Cost control helps Apple India post 44% jump in FY17 profit

Cost control helps Apple India post 44% jump in FY17 profit
Photo Credit: Photo Credit: Shah Junaid/VCCircle
30 Apr, 2018

Cupertino, US-headquartered iPhone-maker Apple Inc.’s Indian subsidiary has reported profit of Rs 373.38 crore ($56.22 million) for 2016-17 – up 44% from the Rs 259.41 crore in the year-ago period, according to VCCEdge, the data research platform of News Corp VCCircle.

Apple India Pvt. Ltd’s net sales rose 17% during the period to touch Rs 11,619 crore ($1.8 billion) from Rs 9,937 crore in 2015-16. The growth rate, however, has been the slowest since 2009-10, when its net sales had risen by just 4.7%, according to VCCEdge.

In comparison, Apple India had been growing by at least 40%, annually, over the past few years, with growing smartphone usage and internet connectivity boosting demand for iPhones. Its sales had surged 53% in 2015-16 and 43.8% in 2014-15. In 2011-12, the company’s sales had more than tripled year-on-year.

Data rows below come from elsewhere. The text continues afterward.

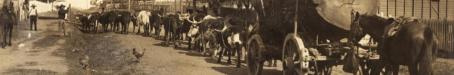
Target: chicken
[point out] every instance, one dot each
(84, 62)
(137, 54)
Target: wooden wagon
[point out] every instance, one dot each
(309, 36)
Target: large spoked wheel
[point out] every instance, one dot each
(254, 56)
(210, 46)
(295, 56)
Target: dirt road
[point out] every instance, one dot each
(46, 52)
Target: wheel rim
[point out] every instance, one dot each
(290, 56)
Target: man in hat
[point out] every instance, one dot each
(33, 14)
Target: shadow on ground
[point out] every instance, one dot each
(29, 72)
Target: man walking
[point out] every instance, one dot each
(33, 14)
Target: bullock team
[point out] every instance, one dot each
(207, 32)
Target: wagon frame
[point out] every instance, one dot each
(296, 56)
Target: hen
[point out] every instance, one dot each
(138, 54)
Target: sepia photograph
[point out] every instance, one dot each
(226, 37)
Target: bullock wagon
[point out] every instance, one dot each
(309, 36)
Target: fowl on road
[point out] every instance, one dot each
(138, 54)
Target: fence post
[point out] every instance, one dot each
(387, 7)
(395, 7)
(412, 7)
(422, 8)
(405, 1)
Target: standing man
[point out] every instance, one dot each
(33, 14)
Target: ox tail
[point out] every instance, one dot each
(430, 43)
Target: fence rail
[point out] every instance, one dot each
(445, 33)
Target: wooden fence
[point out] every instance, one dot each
(438, 14)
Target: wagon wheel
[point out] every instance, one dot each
(295, 56)
(254, 56)
(210, 45)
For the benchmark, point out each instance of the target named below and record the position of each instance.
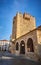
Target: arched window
(17, 46)
(30, 47)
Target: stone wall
(33, 36)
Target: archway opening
(17, 46)
(22, 47)
(30, 47)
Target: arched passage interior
(22, 47)
(30, 47)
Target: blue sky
(9, 8)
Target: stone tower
(22, 24)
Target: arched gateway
(22, 47)
(30, 47)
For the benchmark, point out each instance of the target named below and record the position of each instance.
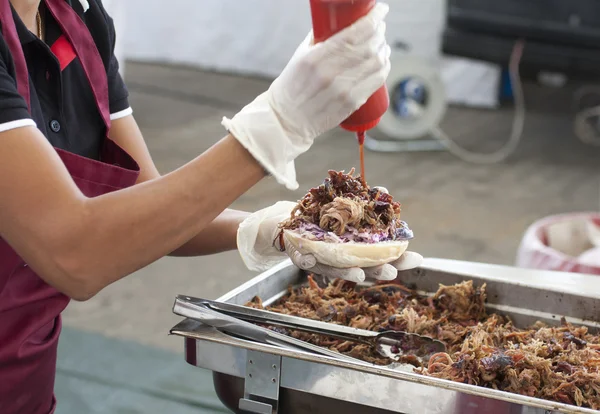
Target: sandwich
(345, 223)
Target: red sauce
(361, 150)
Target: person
(81, 203)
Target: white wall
(259, 37)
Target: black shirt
(62, 103)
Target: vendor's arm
(217, 236)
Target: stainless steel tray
(267, 379)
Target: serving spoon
(390, 344)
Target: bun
(346, 255)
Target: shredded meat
(558, 363)
(350, 210)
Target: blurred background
(492, 126)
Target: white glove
(321, 86)
(257, 234)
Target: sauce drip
(361, 150)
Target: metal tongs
(390, 344)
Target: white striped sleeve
(7, 126)
(121, 114)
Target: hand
(319, 88)
(257, 234)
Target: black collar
(24, 34)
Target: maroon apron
(30, 321)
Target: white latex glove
(321, 86)
(257, 233)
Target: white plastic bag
(566, 242)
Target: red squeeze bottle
(328, 18)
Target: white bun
(351, 254)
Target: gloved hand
(320, 87)
(257, 233)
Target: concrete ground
(457, 210)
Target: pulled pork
(344, 209)
(558, 363)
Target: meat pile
(554, 363)
(345, 209)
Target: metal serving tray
(254, 378)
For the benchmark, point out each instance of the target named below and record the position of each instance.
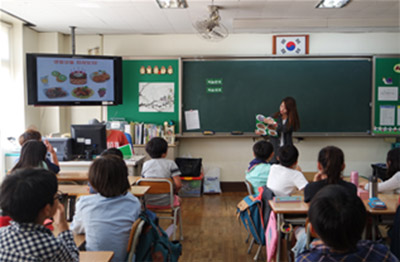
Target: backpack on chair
(249, 210)
(154, 244)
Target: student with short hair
(258, 171)
(107, 216)
(112, 151)
(160, 167)
(30, 196)
(32, 134)
(283, 178)
(393, 172)
(338, 218)
(330, 166)
(33, 155)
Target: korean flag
(291, 45)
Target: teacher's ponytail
(331, 159)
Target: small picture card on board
(290, 44)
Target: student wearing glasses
(29, 197)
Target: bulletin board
(386, 95)
(150, 92)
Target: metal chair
(136, 230)
(164, 186)
(249, 187)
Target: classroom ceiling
(240, 16)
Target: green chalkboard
(137, 73)
(386, 95)
(333, 94)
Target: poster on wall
(156, 97)
(386, 119)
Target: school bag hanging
(249, 210)
(154, 244)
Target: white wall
(248, 44)
(233, 154)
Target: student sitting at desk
(330, 166)
(30, 196)
(338, 218)
(160, 167)
(107, 217)
(393, 171)
(258, 171)
(32, 134)
(33, 155)
(115, 138)
(283, 178)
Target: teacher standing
(285, 121)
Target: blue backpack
(250, 212)
(154, 244)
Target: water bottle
(354, 178)
(373, 186)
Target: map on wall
(156, 97)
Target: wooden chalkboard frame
(129, 109)
(277, 58)
(383, 67)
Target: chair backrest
(249, 187)
(158, 186)
(136, 230)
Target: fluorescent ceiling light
(172, 3)
(332, 3)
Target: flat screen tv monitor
(89, 140)
(55, 79)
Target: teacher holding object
(284, 122)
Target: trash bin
(211, 183)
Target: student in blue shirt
(107, 216)
(258, 171)
(51, 160)
(33, 155)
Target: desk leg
(137, 169)
(278, 249)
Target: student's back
(258, 171)
(29, 196)
(160, 167)
(284, 178)
(330, 165)
(106, 217)
(338, 218)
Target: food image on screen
(78, 78)
(101, 92)
(82, 92)
(55, 92)
(59, 77)
(99, 76)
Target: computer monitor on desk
(89, 140)
(59, 145)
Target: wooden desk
(139, 191)
(98, 256)
(78, 239)
(282, 209)
(73, 176)
(79, 190)
(134, 165)
(82, 177)
(391, 201)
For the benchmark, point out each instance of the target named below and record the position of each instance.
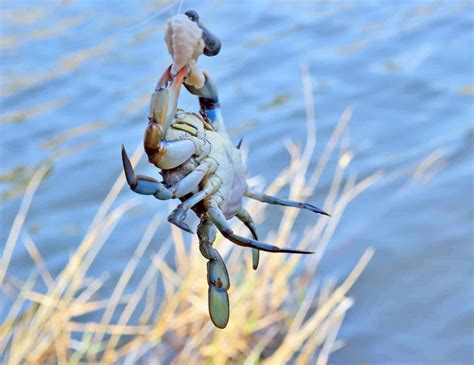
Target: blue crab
(202, 168)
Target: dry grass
(280, 313)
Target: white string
(154, 16)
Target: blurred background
(76, 77)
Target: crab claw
(164, 101)
(141, 184)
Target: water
(405, 67)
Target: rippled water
(76, 78)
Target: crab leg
(218, 218)
(287, 203)
(178, 215)
(246, 219)
(217, 276)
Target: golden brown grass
(282, 312)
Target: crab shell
(231, 170)
(185, 44)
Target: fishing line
(154, 16)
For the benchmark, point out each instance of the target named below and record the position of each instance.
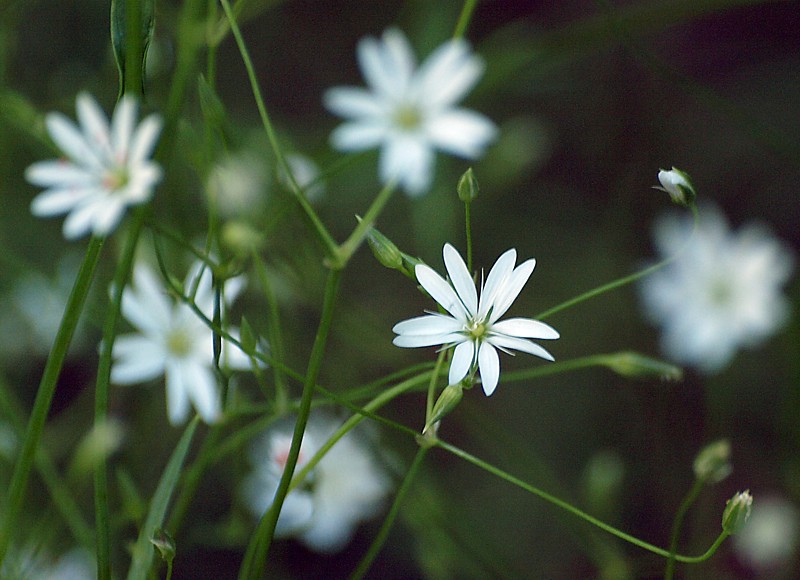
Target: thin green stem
(680, 515)
(382, 535)
(256, 555)
(464, 18)
(625, 279)
(44, 395)
(577, 512)
(328, 243)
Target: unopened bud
(467, 186)
(713, 464)
(678, 185)
(737, 511)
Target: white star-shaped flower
(473, 325)
(722, 293)
(410, 113)
(173, 341)
(106, 169)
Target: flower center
(407, 117)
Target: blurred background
(591, 99)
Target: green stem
(44, 395)
(678, 523)
(256, 555)
(577, 512)
(328, 243)
(383, 533)
(464, 18)
(625, 279)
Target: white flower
(106, 169)
(173, 341)
(345, 488)
(473, 325)
(770, 538)
(411, 113)
(722, 293)
(678, 185)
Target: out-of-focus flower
(722, 293)
(770, 538)
(344, 489)
(411, 113)
(678, 185)
(107, 168)
(173, 340)
(473, 326)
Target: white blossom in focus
(106, 167)
(344, 489)
(411, 113)
(473, 324)
(724, 291)
(172, 340)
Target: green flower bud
(737, 511)
(467, 186)
(713, 464)
(678, 185)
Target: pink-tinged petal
(461, 278)
(202, 390)
(420, 340)
(440, 291)
(353, 103)
(497, 276)
(58, 201)
(122, 126)
(136, 360)
(145, 139)
(409, 159)
(463, 359)
(59, 173)
(520, 344)
(525, 328)
(387, 64)
(428, 325)
(489, 366)
(508, 292)
(177, 394)
(448, 74)
(359, 136)
(461, 132)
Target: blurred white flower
(770, 538)
(344, 489)
(411, 113)
(722, 293)
(106, 169)
(473, 326)
(173, 340)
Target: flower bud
(678, 185)
(713, 464)
(737, 511)
(467, 186)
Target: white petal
(510, 289)
(358, 136)
(428, 325)
(461, 132)
(463, 358)
(461, 278)
(448, 74)
(520, 344)
(353, 103)
(489, 365)
(497, 276)
(525, 328)
(440, 291)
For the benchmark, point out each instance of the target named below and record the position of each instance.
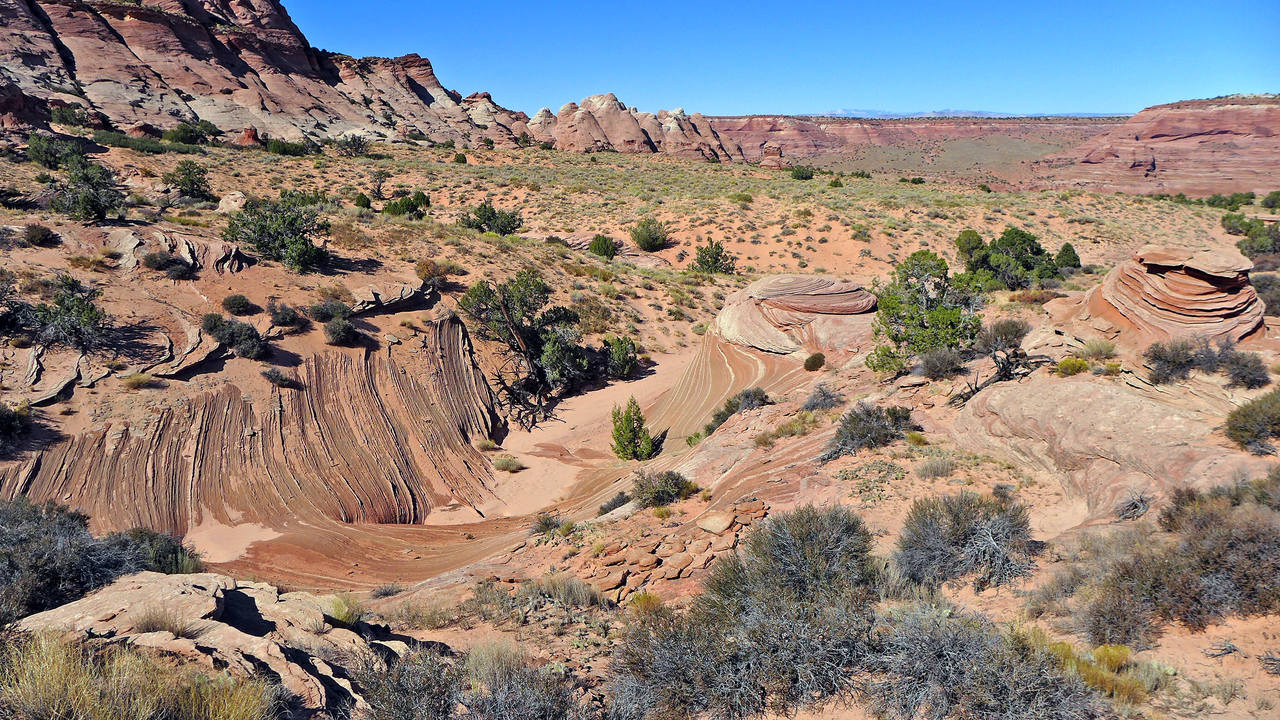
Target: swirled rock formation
(791, 313)
(1164, 292)
(362, 442)
(243, 628)
(1196, 146)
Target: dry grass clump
(347, 610)
(44, 677)
(165, 619)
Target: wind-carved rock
(786, 314)
(1162, 294)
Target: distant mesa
(787, 314)
(1197, 147)
(1162, 294)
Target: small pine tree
(1066, 256)
(631, 438)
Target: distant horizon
(749, 59)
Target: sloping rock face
(1197, 146)
(786, 314)
(603, 123)
(1164, 292)
(236, 64)
(1104, 440)
(245, 64)
(245, 628)
(362, 442)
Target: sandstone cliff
(1197, 146)
(245, 64)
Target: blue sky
(749, 57)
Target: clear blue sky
(752, 57)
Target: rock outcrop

Last December, it had reported the slowdown in revenue growth for 2016-17, but recently filed a detailed report on its financials for the fiscal year with the Registrar of Companies.

The jump in profit can be attributed to the company’s cost-control initiatives. While its total expenses for 2016-17 rose 15.78% to Rs 11,093.69 crore from 9,581.35 crore in the previous fiscal year, other operating expenses fell by 24% to Rs 684.41 crore from Rs 900.59 crore during the period under consideration.   

Analysts attributed the slowdown in revenue growth to the government’s banknote ban of November 2016. The move to crack down on graft and tax evasion had caused widespread slowdown in consumer spending. The timing of the announcement had also come days before the dates for Apple’s new products launch during the holiday season.

According to market research firm Counterpoint Research, the company had sold 2.9 million devices in 2016-17 compared to 2.2 million the year before. However, the 32% rise in sales volume did not result in an increase in revenue because actual selling prices of handsets had dropped.

Tarun Pathak, associate director, mobile devices and ecosystem, Counterpoint Research, said that the actual selling price of iPhones had fallen 2% in 2015-16 and further in 2016-17. “Most iPhones selling in India were older models contributing to 40% of overall sales. Hence, the rise in sales volume may not be equally felt in revenue.”

Navkender Singh, senior analyst, IDC, agreed: “The $600-plus segment represents just 1.24% of the overall smartphone market and Apple owns 65% of this segment. Therefore, sales of high-end Apple iPhones dis not have much impact on its revenue.”